The early Church had that kind of courage, and thousands of martyrs lived out their conviction to the very end. They had their faith, and their dependence on God, but they did not have our society’s recourse to massive violence to enforce our will all over the world. If there was any shock and awe in Rome at the time, it was shock and awe that someone believed in something strongly enough to give up their life – and not as a soldier, who is also trying to take lives, but as one who rejects both violence and fear.
We can look at our idolatrous worship of our military in the sense that where our treasure is, there our heart is also. Our military spending is greater than the next ten nations combined. Our economy was never de-militarized when WWII ended, and I doubt it ever will be. Because we worship our military. We have to feed the thing that we trust to keep us safe, and that thing is most certainly not God.

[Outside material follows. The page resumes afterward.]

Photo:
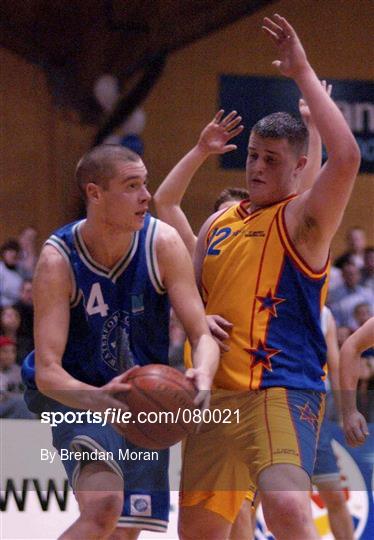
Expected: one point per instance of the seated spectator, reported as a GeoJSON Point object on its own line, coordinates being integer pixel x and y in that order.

We can also look at our idolatrous worship of our military in the sense that we turn to it to accomplish our aims almost unfailingly. When the US has an “interest” in a region of the world, that means we have troops there or we want to have troops there. We put our pistis in our military.

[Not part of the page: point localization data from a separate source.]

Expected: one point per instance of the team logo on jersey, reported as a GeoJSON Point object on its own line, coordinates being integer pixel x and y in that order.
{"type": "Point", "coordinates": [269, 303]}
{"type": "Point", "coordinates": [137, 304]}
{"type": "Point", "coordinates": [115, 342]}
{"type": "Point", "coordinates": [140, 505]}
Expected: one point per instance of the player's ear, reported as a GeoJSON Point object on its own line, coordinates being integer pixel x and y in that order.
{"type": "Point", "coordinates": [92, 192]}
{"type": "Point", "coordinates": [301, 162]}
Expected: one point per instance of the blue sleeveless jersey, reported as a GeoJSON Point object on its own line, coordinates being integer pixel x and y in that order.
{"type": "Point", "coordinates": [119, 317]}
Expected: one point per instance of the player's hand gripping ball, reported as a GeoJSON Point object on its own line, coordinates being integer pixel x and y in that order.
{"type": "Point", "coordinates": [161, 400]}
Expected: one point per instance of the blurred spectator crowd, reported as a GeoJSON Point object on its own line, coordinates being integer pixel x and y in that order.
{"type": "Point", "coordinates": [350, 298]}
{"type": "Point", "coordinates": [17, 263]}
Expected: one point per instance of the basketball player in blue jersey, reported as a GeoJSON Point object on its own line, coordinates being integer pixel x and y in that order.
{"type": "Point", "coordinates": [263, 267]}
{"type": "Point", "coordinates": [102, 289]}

Our worship of the military is caught up in our worship of the flag. We think of the American flag as sanctified by the blood of soldiers who have died in the past. But what was sanctified by the people those soldiers killed? Other flags? Other soil?
In our military we trust. It should go on our currency. Because the real test is – do you trust God when you don’t have a gun as well? Or when no one is standing in your place with a gun? Do you dare trust God when you have disarmed yourself, of violence and the weapons of privilege? Because that’s what trust means.
Take some time, and listen to our language when we talk about the military. We talk about hallowed ground, sacred sites, martyrs, heroes, sacrifice – these are religious terms, and they describe an idolatry that we hold dear in the US.